It reminds me a little, actually, of common responses to the Preface Paradox, which was talked about at length in the blogosphere some time back. The usual response was to posit as true whatever was required to make there no longer be a paradox. This is an evasion of the paradox, and a perfectly reasonable thing to do for practical purposes, but it doesn't deal with the paradox at all: what you need to do is prove that what you are positing really is true and doesn't just save the appearances. And when you set out to do that you find that independent proof of the assumptions they make is extraordinarily difficult (and that many of the proposals for handling the paradox that are taken by their proponents as just obvious are inconsistent with each other).

It's also not really correct to say that the Standard Solution is a general consensus: there is no general consensus. The Standard Solution is easily the dominant single position, but it has quite a few robust rivals, and when you take those into account it's not even always clear that the Standard Solution is accepted by a majority of people. Lots of people still prefer Aristotelian approaches of various kinds, at most thinking that they need to be refined; lots of people are constructivists; lots of people prefer appeal to infinitesimals; and so forth. No one of these groups is even close to being as dominant as the Standard Solution group, but all together make a very sizable bunch. What we have is a dominant proposal; this is very different from a general consensus.

Further, Zeno's Paradox wasn't an argument that there could be no consistent mathematical system without the Paradox; it was an argument that actual motion through actual space and time was something opponents of Parmenides and Zeno (it is not, and never has been, clear whether Zeno was attempting to defend Parmenides or merely to criticize the arguments proposed against Parmenides, because we don't know how closely Zeno himself actually followed Parmenides) could not coherently account for.
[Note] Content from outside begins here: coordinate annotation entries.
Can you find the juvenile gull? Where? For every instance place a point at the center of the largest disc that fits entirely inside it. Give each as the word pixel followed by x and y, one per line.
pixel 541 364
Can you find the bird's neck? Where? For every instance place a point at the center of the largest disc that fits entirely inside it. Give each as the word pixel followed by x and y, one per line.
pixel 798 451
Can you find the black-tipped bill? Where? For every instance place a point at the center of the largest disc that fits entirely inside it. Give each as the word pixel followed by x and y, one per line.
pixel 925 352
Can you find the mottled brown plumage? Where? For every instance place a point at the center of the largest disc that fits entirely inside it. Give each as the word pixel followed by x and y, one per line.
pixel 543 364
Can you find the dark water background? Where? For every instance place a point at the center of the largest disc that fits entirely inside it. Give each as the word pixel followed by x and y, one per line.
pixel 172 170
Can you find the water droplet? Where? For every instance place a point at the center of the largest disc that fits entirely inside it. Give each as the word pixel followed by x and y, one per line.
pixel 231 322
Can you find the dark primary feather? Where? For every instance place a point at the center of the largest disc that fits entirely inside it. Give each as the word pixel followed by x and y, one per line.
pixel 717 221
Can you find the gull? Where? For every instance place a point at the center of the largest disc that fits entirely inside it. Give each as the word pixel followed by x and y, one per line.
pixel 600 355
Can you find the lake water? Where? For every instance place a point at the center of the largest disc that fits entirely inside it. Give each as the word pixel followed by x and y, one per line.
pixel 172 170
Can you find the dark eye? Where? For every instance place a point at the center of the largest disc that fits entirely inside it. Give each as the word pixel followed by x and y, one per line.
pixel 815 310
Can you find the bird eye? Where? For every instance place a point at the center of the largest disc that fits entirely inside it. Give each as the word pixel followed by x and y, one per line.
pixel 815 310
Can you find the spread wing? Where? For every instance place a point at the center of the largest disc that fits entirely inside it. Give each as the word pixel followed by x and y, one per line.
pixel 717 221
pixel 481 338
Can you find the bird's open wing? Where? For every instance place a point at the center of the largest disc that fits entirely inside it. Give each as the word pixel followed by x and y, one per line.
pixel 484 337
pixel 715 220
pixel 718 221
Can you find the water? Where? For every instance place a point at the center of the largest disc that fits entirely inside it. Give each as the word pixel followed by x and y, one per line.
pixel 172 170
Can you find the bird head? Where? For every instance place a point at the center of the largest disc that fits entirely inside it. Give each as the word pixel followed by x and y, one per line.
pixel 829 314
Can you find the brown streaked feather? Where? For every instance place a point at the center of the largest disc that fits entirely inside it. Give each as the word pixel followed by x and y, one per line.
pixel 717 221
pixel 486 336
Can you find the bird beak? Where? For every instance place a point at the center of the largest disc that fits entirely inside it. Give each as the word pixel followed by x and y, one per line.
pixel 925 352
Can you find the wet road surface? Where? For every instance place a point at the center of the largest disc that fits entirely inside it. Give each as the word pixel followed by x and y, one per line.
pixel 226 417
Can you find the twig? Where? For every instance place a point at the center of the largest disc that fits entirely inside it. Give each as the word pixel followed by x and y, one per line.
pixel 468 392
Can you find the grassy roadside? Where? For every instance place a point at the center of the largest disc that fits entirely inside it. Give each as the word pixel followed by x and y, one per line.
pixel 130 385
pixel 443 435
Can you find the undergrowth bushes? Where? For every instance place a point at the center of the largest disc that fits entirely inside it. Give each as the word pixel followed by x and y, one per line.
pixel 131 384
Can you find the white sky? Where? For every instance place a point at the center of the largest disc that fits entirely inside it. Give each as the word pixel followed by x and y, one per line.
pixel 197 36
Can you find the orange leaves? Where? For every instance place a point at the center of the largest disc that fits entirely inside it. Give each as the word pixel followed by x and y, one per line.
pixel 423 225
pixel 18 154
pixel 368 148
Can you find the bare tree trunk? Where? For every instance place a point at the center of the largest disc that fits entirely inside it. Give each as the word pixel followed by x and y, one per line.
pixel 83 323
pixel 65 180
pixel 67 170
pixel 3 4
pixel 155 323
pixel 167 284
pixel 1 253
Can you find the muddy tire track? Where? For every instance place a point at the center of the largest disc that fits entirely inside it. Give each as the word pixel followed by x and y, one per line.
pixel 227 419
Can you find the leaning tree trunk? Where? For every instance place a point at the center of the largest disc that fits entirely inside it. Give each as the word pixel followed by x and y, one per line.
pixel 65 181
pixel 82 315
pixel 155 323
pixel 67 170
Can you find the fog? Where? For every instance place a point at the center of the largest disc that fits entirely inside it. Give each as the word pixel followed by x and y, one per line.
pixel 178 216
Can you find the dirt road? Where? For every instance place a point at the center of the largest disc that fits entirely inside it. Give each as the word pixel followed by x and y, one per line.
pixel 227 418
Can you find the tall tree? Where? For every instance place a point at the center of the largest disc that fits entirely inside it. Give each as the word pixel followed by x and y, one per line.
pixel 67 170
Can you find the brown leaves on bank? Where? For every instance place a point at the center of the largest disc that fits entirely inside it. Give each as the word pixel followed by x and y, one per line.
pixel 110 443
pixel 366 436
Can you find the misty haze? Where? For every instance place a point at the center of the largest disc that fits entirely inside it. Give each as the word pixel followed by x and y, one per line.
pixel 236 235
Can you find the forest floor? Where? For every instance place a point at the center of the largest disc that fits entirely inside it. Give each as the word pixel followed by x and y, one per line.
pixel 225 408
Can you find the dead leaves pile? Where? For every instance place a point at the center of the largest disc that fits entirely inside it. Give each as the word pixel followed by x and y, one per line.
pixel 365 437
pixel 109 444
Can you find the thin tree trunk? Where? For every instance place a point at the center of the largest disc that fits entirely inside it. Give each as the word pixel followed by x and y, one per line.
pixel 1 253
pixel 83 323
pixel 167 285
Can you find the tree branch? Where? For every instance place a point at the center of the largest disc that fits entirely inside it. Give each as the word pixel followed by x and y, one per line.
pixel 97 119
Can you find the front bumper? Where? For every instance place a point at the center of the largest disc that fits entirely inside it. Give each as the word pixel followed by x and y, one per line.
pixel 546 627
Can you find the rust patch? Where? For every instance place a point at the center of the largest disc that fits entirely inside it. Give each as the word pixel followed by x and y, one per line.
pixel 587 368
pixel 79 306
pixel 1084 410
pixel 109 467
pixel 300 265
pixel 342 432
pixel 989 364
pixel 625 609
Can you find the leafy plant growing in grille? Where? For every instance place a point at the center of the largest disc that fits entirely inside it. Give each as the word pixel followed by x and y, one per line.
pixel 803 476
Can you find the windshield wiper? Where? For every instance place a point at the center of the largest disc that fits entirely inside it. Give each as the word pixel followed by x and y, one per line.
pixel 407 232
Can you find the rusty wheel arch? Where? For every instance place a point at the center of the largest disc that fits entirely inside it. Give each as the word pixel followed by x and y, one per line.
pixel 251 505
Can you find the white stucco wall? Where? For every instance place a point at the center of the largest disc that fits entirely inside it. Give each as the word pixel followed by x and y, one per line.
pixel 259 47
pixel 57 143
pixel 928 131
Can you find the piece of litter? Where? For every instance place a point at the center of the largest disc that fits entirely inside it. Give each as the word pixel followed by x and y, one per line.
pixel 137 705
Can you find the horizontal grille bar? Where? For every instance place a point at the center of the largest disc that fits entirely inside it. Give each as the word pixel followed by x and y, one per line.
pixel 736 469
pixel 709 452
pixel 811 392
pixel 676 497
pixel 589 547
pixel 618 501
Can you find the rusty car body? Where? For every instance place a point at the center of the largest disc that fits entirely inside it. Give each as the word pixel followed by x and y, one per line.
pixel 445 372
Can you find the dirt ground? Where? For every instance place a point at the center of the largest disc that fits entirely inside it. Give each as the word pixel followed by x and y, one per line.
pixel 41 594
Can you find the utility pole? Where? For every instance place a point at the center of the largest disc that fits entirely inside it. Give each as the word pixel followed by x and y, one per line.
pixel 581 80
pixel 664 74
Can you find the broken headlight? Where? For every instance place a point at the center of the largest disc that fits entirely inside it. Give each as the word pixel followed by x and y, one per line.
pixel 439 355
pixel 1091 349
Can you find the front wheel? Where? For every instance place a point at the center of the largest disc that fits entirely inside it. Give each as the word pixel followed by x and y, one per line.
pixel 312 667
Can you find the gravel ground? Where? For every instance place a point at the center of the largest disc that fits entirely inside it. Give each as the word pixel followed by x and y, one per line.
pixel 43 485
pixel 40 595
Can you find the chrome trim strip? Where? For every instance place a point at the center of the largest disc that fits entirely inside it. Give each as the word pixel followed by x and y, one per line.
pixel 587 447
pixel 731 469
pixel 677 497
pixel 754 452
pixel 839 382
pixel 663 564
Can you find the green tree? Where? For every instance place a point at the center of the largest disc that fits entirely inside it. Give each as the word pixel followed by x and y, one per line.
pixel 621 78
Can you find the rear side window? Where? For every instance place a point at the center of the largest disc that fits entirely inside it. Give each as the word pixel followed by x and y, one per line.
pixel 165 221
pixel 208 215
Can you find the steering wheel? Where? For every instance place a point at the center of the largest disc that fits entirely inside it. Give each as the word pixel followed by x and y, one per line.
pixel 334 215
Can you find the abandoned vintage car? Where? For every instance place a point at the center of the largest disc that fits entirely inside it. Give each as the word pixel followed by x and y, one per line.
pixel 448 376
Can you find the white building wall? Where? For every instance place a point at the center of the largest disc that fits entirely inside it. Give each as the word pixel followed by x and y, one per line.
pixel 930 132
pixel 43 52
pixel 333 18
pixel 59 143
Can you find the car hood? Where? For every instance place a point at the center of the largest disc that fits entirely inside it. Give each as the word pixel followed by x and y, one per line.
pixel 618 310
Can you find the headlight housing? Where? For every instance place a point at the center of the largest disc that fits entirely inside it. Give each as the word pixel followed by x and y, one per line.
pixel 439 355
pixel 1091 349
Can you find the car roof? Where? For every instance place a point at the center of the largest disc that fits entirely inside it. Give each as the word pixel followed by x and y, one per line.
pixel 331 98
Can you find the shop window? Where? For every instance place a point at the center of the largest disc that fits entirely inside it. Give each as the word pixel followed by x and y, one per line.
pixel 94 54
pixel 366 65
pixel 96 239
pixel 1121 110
This is as certainly known as anything else about Zeno's Paradox; it's one of the few things that is agreed on by the three major interpretations of the Paradox (that Zeno was defending Parmenidean monism against common-sense pluralism; that Zeno was a nihilist attacking both monism and pluralism; that Zeno was not defending any particular position but only raising problems). The genuinely important question is not, "Is there some set of assumptions that, if true, would dissolve the paradox?" because the answer to that is "Of course," regardless of the paradox. The question, "What proves these dissolving assumptions actually true?" is more important, but is still not the most important question. The most important question is: "What are the common features of the accounts of motion Zeno's Paradox on its own makes it impossible to accept?" That is, people often look at paradoxes upside down: they focus on finding things that at least evade the paradox. There are always a great many of those, and sometimes the answer that dissolves the paradox is actually not interesting, beyond dissolving the paradox. What is really and consistently valuable in a paradox -- and it always remains even when the paradox is dissolved -- is what it tells us about what we can't accept.